Net Income — Net income for Fiscal 2010 decreased by 42% to $1.4 billion on a GAAP basis and 28% to $2.1 billion on a non-
GAAP basis from Fiscal 2009. Net income was impacted by significant declines in operating income and an unfavorable change in
interest and other, net in Fiscal 2010 compared to Fiscal 2009. During Fiscal 2010 as compared to Fiscal 2009, our net income on a
GAAP basis was negatively impacted by an increase in our effective income tax rate to 29.2% from 25.4%. See "Income and Other
Taxes" and "Interest and Other, net" below for discussion of our effective tax rates and interest and other, net.
Non-GAAP Financial Measures
We use non-GAAP financial measures in this Report as performance measures to supplement the financial information we present on a
GAAP basis.

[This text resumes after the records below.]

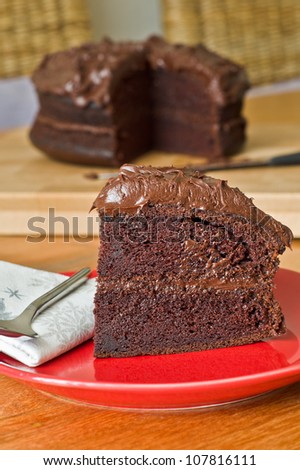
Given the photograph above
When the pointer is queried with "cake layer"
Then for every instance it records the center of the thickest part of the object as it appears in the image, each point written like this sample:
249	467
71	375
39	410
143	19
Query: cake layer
172	319
153	96
152	243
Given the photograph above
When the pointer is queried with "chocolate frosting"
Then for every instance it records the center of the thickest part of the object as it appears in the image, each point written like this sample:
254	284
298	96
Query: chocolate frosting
88	73
137	186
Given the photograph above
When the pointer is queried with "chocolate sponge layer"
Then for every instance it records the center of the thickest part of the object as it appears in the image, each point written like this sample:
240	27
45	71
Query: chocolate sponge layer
162	319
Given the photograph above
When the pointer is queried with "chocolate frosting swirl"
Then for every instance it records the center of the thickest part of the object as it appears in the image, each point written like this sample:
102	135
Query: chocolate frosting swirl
88	74
137	186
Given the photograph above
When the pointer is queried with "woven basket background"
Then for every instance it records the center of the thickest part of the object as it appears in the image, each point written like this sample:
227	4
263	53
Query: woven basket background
262	35
31	28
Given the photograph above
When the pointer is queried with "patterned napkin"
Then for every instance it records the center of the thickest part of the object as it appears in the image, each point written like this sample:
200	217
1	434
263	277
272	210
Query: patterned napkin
60	327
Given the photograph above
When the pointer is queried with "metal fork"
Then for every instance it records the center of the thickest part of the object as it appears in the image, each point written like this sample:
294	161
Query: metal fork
21	325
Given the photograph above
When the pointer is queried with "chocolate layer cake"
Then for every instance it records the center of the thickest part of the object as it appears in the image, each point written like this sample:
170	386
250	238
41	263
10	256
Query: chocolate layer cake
107	103
185	263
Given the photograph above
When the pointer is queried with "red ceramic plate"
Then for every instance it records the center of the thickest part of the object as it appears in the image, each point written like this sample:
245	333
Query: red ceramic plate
175	381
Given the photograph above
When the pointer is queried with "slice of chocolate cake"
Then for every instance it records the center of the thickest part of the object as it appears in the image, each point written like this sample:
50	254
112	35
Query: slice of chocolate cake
107	103
186	263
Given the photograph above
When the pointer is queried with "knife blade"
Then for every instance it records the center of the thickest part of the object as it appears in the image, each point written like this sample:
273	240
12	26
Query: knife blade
280	160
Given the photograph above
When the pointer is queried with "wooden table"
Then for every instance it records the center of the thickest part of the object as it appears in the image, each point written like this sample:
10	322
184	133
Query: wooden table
32	420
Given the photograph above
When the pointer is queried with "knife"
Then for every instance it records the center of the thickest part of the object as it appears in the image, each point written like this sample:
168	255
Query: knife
281	160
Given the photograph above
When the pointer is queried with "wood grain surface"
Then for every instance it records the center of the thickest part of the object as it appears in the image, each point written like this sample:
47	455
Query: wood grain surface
33	420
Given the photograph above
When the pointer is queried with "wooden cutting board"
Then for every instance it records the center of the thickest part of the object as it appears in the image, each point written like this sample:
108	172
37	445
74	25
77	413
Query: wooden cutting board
39	195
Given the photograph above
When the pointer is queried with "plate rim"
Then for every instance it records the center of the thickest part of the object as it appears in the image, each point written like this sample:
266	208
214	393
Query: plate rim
29	375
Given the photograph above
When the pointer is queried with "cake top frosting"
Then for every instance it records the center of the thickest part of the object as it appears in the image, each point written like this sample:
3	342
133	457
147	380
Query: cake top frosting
86	73
138	186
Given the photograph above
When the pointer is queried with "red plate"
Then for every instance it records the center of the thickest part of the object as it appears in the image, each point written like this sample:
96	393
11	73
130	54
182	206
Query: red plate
180	380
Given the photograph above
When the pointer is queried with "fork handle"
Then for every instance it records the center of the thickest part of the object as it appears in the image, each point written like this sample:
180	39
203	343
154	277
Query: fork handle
60	291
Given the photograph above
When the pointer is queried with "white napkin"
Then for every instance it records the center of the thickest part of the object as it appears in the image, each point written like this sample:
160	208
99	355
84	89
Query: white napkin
60	327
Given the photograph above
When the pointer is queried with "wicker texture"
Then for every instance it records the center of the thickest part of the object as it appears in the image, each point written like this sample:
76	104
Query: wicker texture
262	35
31	28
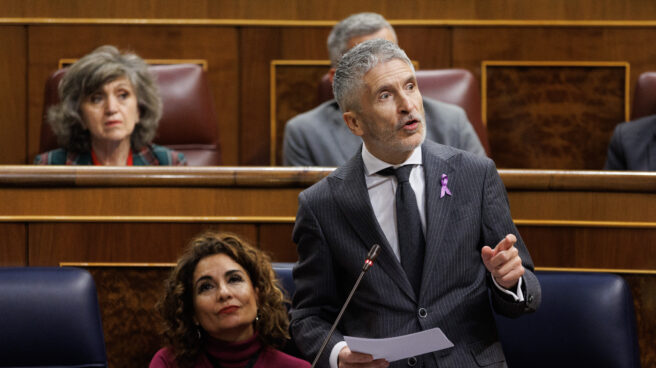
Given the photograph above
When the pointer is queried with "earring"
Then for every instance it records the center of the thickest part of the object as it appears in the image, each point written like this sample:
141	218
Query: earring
198	332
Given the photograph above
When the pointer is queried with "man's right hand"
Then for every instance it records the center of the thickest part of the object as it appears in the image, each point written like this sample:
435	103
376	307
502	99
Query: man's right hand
348	359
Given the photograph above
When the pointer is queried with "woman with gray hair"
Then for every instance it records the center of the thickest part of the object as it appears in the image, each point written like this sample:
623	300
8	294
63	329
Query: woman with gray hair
108	115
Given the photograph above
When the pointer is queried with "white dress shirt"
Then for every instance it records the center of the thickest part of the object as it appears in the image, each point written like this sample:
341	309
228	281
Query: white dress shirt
382	194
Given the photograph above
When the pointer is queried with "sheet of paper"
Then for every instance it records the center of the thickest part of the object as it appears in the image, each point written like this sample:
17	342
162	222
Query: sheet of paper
400	347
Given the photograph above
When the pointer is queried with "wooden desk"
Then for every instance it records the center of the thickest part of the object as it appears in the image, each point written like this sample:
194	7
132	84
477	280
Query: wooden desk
586	220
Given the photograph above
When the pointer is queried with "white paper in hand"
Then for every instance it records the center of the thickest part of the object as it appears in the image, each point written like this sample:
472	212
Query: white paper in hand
400	347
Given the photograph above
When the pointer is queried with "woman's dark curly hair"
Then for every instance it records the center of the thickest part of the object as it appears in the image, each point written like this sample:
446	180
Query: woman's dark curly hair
177	306
105	64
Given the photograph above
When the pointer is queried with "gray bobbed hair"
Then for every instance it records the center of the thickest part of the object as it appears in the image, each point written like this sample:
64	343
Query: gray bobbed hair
86	76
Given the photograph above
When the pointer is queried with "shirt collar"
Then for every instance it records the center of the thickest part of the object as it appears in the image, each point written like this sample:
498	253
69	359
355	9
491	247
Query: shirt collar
373	164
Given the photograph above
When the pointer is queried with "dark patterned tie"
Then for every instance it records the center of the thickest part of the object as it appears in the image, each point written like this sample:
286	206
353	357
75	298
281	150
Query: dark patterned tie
411	237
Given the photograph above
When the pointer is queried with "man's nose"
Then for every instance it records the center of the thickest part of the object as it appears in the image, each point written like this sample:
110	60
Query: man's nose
405	103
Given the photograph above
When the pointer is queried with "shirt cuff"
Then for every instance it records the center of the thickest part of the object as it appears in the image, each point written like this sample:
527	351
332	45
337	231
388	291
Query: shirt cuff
518	295
334	354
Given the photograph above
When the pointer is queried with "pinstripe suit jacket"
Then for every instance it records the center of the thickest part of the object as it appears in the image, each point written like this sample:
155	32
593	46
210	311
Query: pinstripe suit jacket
335	228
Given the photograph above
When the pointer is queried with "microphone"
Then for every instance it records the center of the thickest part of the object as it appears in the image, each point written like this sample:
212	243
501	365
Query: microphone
368	262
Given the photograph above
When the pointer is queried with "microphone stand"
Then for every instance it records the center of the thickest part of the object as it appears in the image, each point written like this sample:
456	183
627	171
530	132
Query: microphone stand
368	262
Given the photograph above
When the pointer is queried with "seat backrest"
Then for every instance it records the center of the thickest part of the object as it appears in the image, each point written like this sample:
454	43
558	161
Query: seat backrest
283	272
585	320
49	317
455	86
188	122
644	96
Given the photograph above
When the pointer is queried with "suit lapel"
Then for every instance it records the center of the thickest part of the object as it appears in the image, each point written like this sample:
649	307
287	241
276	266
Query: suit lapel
349	190
437	209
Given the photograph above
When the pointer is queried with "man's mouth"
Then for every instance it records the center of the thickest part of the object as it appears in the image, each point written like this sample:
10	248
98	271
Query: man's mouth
411	124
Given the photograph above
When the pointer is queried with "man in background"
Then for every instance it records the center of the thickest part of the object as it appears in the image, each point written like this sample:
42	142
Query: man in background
439	214
633	146
319	137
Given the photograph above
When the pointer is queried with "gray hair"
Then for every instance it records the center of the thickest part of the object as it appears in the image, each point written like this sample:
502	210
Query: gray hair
356	63
356	25
105	64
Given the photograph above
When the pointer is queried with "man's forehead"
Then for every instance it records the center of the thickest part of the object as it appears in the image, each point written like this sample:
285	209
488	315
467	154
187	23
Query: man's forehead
391	71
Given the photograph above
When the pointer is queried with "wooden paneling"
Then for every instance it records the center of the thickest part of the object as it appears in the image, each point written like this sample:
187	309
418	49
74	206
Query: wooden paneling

We believe that excluding certain items from our GAAP results allows our management and investors to better understand
our consolidated financial performance from period to period and in relationship to the operating results of our segments, as our
management does not believe that the excluded items are reflective of our underlying operating performance. We also believe that
excluding certain items from our GAAP results allows our management to better project our future consolidated financial performance
because our forecasts are developed at a level of detail different from that used to prepare GAAP-based financial measures. Moreover, we
believe the non-GAAP financial measures provide investors with useful information to help them evaluate our operating results by
facilitating an enhanced understanding of our underlying operating performance and enabling them to make more meaningful period to
period comparisons.
The non-GAAP financial measures presented in this Report include non-GAAP gross margin, non-GAAP operating expenses, non-
GAAP operating income, non-GAAP net income and non-GAAP earnings per share. These non-GAAP financial measures, as defined by
us, represent the comparable GAAP financial measures adjusted to exclude primarily the following items: acquisition-related charges;
amortization of purchased intangible assets related to acquisitions; severance and facility action costs; accelerated stock option expenses
that were incurred in Fiscal 2009, a merger termination fee that was received during the third quarter of Fiscal 2011; and amounts for the
settlement of the SEC investigation, as well as the settlement of a securities litigation matter, which were incurred during the first quarter
of Fiscal 2011. We provide below more detail regarding each of these items and our reasons for excluding the items. In future periods, we
expect that we may again exclude such items and may incur income and expenses similar to these excluded items. Accordingly, the
exclusion of these items and other similar items in our non-GAAP presentation should not be interpreted as implying that the items are
non-recurring, infrequent, or unusual.